Livestock Analysis | October 31, 2023

Livestock Analysis
Livestock Analysis
(Pro Farmer)

Hogs

Price action: Hog futures continued their recent advance, with the nearby December contract climbing 55 cents to $71.725.

Fundamental analysis: Cash hog prices in the form of the CME hog index are still declining seasonally. Last Friday’s official quote matched the preliminary calculation at $77.51, down 44 cents. Monday’s USDA numbers put yesterday’s unofficial quote at $77.13, down another 38 cents. Pork cutout also fell 88 cents to $86.98 at noon, but that only came after it ended Monday having surged $1.46 to $87.86.

The recent shift in hog/pork sector psychology apparently reflects a much slower pace of decline by the cash market than previously anticipated. Moreover, pork cutout has moved generally sideways over the past two weeks, which might easily translate into firming cash prices as well. Thus, futures traders have seemingly concluded the late-year outlook is not as poor as previously expected, causing the recent CME advance. We would again point out that the December 2022 hog contract went off the board at $82.25 (although the hog index eventually sagged all the way to $71.18 last spring). Thus, even if forthcoming hog supplies modestly exceed expectations largely unchanged from late-2022 levels, it’s becoming rather easy to think futures in the $70.00’s are underpriced, especially if persuaded that current pork demand is proving stronger than seen late last year. We believe this is indeed the case, due in part to the comparative shortage of hams and turkeys available for the holiday season and in part to grocers having cut retail pork prices for consumers.

Technical analysis: The bulls’ inability to force a close above solid initial resistance at the December contract’s 40-day moving average near $71.74 implies bears still own a slight technical advantage for the short term. A breakout above that point would have bulls targeting the contract’s Oct. 6 high of $73.675, then its Sept. 28 and Sept. 20 highs of $76.10 and $78.70, respectively. Initial support is marked by last Friday’s high of $70.625 and today’s low of $70.60. That’s backed by the contract’s 20- and 10-day moving averages near $69.41 and $68.39, respectively.

What to do: Get current with feed advice. Carry all production risk in the cash market for now.  

Hedgers: Carry all risk in the cash market for now.

Feed needs: You have all corn-for-feed and soymeal needs covered in the cash market through November.   

 

 

Cattle

Price action: December live cattle futures closed 30 cents higher at $183.55, though expiring October futures went off the board 37.5 cents lower at $183.75. November feeder cattle futures rose just 2.5 cents before settling at $237.70, near mid-range.

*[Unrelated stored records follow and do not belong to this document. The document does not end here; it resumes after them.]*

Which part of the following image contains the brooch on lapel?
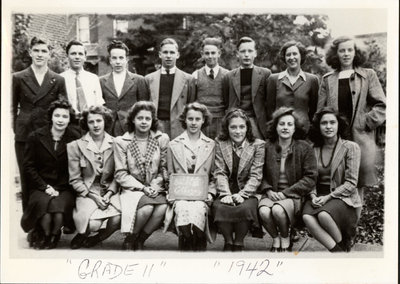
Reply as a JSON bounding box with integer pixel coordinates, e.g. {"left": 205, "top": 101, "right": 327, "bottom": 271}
{"left": 50, "top": 78, "right": 56, "bottom": 84}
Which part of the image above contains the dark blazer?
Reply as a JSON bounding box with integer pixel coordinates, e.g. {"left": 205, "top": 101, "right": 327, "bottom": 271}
{"left": 100, "top": 71, "right": 149, "bottom": 136}
{"left": 260, "top": 139, "right": 317, "bottom": 216}
{"left": 12, "top": 67, "right": 67, "bottom": 142}
{"left": 266, "top": 71, "right": 319, "bottom": 132}
{"left": 23, "top": 126, "right": 80, "bottom": 192}
{"left": 317, "top": 67, "right": 386, "bottom": 186}
{"left": 222, "top": 65, "right": 271, "bottom": 138}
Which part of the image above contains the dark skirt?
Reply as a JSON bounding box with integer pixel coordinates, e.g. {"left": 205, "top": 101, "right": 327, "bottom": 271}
{"left": 303, "top": 198, "right": 358, "bottom": 243}
{"left": 21, "top": 189, "right": 75, "bottom": 232}
{"left": 137, "top": 193, "right": 167, "bottom": 209}
{"left": 212, "top": 196, "right": 259, "bottom": 227}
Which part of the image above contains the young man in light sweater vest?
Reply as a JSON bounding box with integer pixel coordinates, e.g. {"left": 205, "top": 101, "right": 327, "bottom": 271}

Fundamental analysis: Live cattle futures reversed morning losses to close higher, though today’s price action indicates trader uncertainty. Outside markets were volatile ahead of the Federal Reserve’s interest rate decision on Wednesday. Bond selling has stabilized, which has led to stability in the stock market as well as the U.S. dollar index, which remains on recent highs. Crude oil futures continue to trend lower, which is concerning for commodity bulls.

The cash market has provided little clarity on cattle trade thus far this week. With fresh contracted supplies available Wednesday and considerable cattle trade taking place last week, packers can afford to hold off on purchases until next week to try to push their margins closer to the black. Wholesale beef prices slipped at midsession after rising the past two sessions. Choice cutout fell $2.83 to $306.45 while Select fell 84 cents to $280.05. Movement at midsession totaled more than Monday’s reduced total, indicating packers have inventory to move. Meanwhile, the Choice/Select spread remains historically wide at $26.40, showcasing the continued tightness of quality market-ready cattle supplies.

Feeder cattle continue to trade sideways, despite the sustained weakness in the corn market. Feeders led fat cattle lower since the September peak, which is uncommon, indicating the strength seen in fats recently could be short lived if that trend continues.

Technical analysis: December live cattle futures traded below Monday’s low, then rebounded, but were unable to overcome the resistance zone today. This will be key in the next two days for bulls to continue the recent bounce. Prices remain in a seven-week downtrend on the daily bar chart; bulls first objective is closing prices above the top end of last week’s gap lower at $184.425. Further buying would have bulls eyeing resistance at the psychological $185.00 mark, then $186.70. Bears are seeking to take out today’s low of $182.30, backed by the psychological $180.00 level.

November feeder cattle futures continue to trade sideways on the daily bar chart, as prices have traded around the $237.00 mark seven sessions in a row now. Bulls are eyeing a daily close above $238.00 before tackling resistance at $239.95. That’s quickly backed by the psychological $240.00 mark. Bears are looking to close prices below $236.00 support, which is backed by the recent low of $234.225.

What to do: Get current with feed advice. All production risk in the cash market for now but be prepared for some hedge coverage as we have demand concerns.  

Hedgers: Carry all risk in the cash market for now.

Feed needs: You have all corn-for-feed and soymeal needs covered in the cash market through November.